Hi folks,
I'm trying to ectract German words from Facebook comments. At the moment, unfortunately, I'm not receiving any Umlaute (ä,ö,ü), but nothing (which means gaps) or a,o,u (iconv(x, "UTF-8", "ASCII//TRANSLIT" instead of iconv(enc2utf8(x), sub="byte") which leads to false results and further issues when removing stop words.
It might depend on the encoding options, which is set to UTF-8 and my locales are set to:
[1] de_DE.UTF-8/de_DE.UTF-8/de_DE.UTF-8/C/de_DE.UTF-8/de_DE.UTF-8.

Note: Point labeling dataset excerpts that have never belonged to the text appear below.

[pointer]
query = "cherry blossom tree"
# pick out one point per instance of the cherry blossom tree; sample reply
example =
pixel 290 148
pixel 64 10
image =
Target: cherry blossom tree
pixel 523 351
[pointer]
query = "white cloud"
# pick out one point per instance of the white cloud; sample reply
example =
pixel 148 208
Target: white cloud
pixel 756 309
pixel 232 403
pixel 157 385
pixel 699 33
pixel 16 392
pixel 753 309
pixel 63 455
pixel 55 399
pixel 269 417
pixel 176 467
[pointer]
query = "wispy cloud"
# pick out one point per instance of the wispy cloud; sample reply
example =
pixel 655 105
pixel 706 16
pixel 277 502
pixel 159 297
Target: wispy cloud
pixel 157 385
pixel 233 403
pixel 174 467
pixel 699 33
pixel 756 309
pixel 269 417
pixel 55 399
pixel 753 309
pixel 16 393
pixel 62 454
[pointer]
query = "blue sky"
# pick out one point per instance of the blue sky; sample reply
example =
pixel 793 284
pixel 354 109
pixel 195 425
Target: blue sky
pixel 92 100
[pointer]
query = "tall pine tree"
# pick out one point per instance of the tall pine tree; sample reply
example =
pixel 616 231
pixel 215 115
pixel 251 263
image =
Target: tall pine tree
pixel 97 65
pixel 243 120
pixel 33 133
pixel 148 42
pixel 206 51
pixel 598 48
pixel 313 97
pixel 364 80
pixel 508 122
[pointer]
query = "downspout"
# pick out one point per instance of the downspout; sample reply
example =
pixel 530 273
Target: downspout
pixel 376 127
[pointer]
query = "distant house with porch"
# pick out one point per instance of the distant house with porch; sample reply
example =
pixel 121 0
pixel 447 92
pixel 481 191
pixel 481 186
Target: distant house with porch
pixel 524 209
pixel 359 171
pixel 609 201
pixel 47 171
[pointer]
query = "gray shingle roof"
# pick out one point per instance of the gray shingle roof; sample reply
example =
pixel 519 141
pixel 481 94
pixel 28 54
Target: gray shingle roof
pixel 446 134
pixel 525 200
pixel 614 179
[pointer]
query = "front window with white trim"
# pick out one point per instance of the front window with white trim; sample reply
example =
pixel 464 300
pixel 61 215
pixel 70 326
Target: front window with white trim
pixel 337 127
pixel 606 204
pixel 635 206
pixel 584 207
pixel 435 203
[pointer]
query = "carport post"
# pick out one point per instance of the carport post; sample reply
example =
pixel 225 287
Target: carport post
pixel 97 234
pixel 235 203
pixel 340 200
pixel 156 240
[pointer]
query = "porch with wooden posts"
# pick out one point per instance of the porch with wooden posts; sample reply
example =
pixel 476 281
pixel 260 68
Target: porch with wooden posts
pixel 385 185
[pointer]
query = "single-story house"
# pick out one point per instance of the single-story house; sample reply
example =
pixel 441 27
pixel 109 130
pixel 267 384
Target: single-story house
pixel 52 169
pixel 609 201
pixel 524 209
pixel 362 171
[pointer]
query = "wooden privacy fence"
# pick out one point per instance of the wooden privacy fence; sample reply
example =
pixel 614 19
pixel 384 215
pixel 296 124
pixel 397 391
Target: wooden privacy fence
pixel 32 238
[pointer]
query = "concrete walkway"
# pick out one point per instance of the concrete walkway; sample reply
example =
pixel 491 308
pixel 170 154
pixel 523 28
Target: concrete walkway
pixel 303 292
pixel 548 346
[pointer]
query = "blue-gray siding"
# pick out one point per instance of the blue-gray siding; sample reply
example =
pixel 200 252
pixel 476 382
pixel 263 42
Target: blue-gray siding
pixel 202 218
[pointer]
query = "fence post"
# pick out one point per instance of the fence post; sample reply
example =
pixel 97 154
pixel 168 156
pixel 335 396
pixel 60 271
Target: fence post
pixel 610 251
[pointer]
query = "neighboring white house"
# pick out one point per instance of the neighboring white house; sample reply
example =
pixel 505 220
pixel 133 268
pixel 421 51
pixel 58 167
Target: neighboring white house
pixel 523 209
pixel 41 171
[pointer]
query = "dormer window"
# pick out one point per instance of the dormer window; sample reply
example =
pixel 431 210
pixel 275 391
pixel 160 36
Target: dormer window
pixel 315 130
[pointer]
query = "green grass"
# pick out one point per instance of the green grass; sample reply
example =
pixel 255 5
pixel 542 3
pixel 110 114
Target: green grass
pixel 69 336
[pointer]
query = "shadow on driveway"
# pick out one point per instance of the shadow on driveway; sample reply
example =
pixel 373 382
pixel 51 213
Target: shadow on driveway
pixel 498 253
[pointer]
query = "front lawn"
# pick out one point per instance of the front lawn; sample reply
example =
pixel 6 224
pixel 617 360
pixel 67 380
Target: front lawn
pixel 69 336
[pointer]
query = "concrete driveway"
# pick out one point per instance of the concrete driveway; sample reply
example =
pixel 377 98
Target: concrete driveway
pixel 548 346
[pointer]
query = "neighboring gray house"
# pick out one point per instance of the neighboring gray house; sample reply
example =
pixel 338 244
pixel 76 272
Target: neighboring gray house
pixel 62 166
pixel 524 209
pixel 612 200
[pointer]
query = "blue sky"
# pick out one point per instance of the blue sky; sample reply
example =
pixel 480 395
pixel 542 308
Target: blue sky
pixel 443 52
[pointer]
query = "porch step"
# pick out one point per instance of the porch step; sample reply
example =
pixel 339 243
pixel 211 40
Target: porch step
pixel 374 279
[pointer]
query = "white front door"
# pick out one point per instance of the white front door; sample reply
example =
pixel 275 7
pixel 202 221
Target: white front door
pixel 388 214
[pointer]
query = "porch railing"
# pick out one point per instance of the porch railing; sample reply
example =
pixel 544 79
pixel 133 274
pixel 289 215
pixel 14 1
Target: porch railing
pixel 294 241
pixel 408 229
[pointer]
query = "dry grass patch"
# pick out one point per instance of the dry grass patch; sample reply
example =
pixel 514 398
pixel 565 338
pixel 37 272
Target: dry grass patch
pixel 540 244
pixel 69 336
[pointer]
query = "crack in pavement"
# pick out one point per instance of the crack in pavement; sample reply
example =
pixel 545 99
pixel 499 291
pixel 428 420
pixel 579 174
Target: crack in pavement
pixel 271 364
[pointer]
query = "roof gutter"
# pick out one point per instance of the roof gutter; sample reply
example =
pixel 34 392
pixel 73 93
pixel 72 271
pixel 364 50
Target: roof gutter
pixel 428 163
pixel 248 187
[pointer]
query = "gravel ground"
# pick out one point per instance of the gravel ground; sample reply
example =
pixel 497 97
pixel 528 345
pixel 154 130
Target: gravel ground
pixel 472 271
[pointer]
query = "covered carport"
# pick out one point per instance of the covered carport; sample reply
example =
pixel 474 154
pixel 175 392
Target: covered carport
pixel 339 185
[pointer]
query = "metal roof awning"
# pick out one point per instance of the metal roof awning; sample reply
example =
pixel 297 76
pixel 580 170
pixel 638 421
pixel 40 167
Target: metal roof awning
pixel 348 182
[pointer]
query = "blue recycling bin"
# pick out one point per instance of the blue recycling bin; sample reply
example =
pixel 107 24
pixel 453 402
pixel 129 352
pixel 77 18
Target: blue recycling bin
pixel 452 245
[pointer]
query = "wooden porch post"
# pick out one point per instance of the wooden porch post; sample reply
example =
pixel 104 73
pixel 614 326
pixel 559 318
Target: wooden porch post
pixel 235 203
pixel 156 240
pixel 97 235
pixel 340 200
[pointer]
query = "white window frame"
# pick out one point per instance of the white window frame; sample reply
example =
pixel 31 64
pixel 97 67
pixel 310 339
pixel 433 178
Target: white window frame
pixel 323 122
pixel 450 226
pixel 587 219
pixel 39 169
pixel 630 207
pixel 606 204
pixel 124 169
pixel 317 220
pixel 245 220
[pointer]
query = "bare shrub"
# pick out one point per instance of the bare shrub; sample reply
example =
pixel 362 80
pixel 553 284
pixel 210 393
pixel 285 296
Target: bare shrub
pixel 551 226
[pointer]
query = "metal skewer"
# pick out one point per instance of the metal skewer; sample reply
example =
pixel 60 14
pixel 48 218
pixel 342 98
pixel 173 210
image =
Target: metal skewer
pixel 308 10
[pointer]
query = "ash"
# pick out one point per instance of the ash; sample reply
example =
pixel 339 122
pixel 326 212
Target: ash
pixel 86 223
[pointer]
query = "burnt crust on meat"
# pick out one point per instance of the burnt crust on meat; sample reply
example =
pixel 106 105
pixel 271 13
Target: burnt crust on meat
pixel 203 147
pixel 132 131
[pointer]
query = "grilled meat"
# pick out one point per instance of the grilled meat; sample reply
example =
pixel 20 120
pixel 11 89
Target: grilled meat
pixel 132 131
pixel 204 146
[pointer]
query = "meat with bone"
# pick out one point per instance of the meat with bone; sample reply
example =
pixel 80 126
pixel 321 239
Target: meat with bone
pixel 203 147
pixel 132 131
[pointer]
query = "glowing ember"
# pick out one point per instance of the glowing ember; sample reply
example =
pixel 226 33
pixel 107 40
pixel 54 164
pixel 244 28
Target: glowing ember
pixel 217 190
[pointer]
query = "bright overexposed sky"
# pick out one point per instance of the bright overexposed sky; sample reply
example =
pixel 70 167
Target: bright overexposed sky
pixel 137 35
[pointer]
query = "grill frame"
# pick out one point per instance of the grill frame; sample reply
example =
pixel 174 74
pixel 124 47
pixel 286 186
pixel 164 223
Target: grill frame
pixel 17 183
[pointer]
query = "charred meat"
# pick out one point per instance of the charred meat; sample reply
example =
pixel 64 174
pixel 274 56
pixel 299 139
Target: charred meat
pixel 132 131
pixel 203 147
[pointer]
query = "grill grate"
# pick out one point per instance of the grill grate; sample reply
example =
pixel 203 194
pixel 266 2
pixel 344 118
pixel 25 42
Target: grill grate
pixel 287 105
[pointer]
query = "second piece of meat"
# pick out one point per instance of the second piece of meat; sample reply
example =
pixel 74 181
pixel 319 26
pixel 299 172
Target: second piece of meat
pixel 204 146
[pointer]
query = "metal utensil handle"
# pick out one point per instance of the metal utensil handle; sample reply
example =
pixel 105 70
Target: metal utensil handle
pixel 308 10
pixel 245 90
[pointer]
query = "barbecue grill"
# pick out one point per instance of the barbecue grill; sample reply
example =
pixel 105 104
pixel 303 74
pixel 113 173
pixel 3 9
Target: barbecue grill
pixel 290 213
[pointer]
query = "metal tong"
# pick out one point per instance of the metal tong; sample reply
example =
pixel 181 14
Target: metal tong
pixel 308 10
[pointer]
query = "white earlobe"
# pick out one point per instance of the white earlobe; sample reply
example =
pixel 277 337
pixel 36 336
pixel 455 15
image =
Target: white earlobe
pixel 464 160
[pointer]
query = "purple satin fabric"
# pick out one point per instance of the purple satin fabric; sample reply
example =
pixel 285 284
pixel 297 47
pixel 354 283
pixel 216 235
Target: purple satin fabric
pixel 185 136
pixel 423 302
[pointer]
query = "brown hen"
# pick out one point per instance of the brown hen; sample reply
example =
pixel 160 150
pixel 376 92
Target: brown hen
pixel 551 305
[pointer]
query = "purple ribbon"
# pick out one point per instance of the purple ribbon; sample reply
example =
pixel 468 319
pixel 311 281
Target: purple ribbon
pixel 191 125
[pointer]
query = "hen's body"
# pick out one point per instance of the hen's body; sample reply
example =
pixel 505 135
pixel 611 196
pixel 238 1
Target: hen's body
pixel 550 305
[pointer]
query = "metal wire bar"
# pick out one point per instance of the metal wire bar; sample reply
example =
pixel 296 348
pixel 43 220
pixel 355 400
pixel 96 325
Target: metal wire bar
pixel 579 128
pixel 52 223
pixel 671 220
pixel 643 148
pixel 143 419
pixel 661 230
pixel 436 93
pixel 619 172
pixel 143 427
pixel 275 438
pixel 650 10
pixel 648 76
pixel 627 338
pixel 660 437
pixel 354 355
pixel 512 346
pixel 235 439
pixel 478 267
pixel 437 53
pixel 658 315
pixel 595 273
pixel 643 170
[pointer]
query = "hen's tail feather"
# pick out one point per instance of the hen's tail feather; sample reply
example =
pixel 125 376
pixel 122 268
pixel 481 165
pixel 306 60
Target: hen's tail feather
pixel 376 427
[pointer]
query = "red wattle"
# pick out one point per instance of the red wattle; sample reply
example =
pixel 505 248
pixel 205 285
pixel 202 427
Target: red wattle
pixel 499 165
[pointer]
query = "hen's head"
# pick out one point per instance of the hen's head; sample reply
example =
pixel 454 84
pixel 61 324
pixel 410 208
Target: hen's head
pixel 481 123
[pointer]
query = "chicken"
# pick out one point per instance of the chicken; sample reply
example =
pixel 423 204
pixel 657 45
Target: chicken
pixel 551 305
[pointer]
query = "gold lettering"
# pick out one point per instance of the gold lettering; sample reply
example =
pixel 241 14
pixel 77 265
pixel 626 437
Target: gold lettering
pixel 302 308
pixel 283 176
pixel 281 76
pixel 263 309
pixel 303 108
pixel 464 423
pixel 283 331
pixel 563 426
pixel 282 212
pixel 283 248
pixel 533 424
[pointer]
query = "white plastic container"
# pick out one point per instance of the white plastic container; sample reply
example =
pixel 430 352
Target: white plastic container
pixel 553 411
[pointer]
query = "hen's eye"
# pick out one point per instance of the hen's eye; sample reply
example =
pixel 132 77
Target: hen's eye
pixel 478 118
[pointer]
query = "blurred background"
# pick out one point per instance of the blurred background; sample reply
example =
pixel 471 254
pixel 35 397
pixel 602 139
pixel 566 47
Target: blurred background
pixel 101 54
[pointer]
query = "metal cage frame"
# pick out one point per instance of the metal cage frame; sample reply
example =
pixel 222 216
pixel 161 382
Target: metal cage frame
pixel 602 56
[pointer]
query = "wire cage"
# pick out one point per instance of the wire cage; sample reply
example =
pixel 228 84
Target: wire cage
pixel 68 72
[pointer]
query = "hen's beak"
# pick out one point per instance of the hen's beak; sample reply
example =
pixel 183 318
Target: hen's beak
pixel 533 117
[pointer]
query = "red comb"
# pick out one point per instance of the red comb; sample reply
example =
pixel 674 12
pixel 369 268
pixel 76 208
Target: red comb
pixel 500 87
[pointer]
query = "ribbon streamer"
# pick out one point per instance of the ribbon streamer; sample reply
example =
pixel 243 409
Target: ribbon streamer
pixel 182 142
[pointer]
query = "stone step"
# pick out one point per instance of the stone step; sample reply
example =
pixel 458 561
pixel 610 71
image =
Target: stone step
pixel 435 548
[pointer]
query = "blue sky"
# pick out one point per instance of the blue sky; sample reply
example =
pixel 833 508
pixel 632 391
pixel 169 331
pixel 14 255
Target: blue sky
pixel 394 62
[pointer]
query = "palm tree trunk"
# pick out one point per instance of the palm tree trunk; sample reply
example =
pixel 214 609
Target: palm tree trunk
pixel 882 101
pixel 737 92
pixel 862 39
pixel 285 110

I've read in different posts, that people are using German_Germany.1252 as locales but I cannot set it as default in R since R is rececting this call.
I'm using RCUrl, tm, rjson and stringi as packages. Here's my code so far:
library("RCurl")
library("tm")
library("rjson")
library("stringi")
url <- "https://graph.facebook.com/v3.2/795931377273410/comments?limit=999&access_token=EAAHmLBC6OnsBAEbHfGfHi3iEBFmKZCEQUY0Pf6d3y5A7VbxsZBl4nk61UuZCLXwB14tS9uwmIwQZBEh6cG7KDHoePxJ9SHPDZCBLzrXKPjSbZB1t5TZCWqTZARcXCBkjZAZBePMooCa459M1uN8BrK26ttottyRd8QZBG5cE9ZCk1bEDhke8OrfnBLudg6ZCHzAmv4WoZD"
d<- getURL(url)
j<- fromJSON(d)
comments <- sapply(j$data,function(j) {list(comment=j$message)})
Cleanedcomments <- sapply(comments, function(x) iconv(enc2utf8(x), sub="byte"))
my_corpus <- Corpus(VectorSource(Cleanedcomments))
my_function <- content_transformer(function (x, pattern ) gsub("[^\x01-\x7F]", "", x, pattern, "", x))
my_corpus <- tm_map(my_corpus, my_function, "/")
my_corpus <- tm_map(my_corpus, my_function, "@")
my_corpus <- tm_map(my_corpus, my_function, "\\|")
my_corpus <- tm_map(my_corpus, content_transformer(stri_trans_tolower))
my_corpus <- tm_map(my_corpus, removeNumbers)
my_corpus <- tm_map(my_corpus, removeWords, c(stopwords("german")))
my_corpus <- tm_map(my_corpus, removePunctuation)
my_corpus <- tm_map(my_corpus, stripWhitespace)
my_tdm <- TermDocumentMatrix(my_corpus)
m <- as.matrix(my_tdm)
View(m)
If anyone has got an idea how to deal with the issue, I'd be glad to hear it.
Kind Regards
Tobias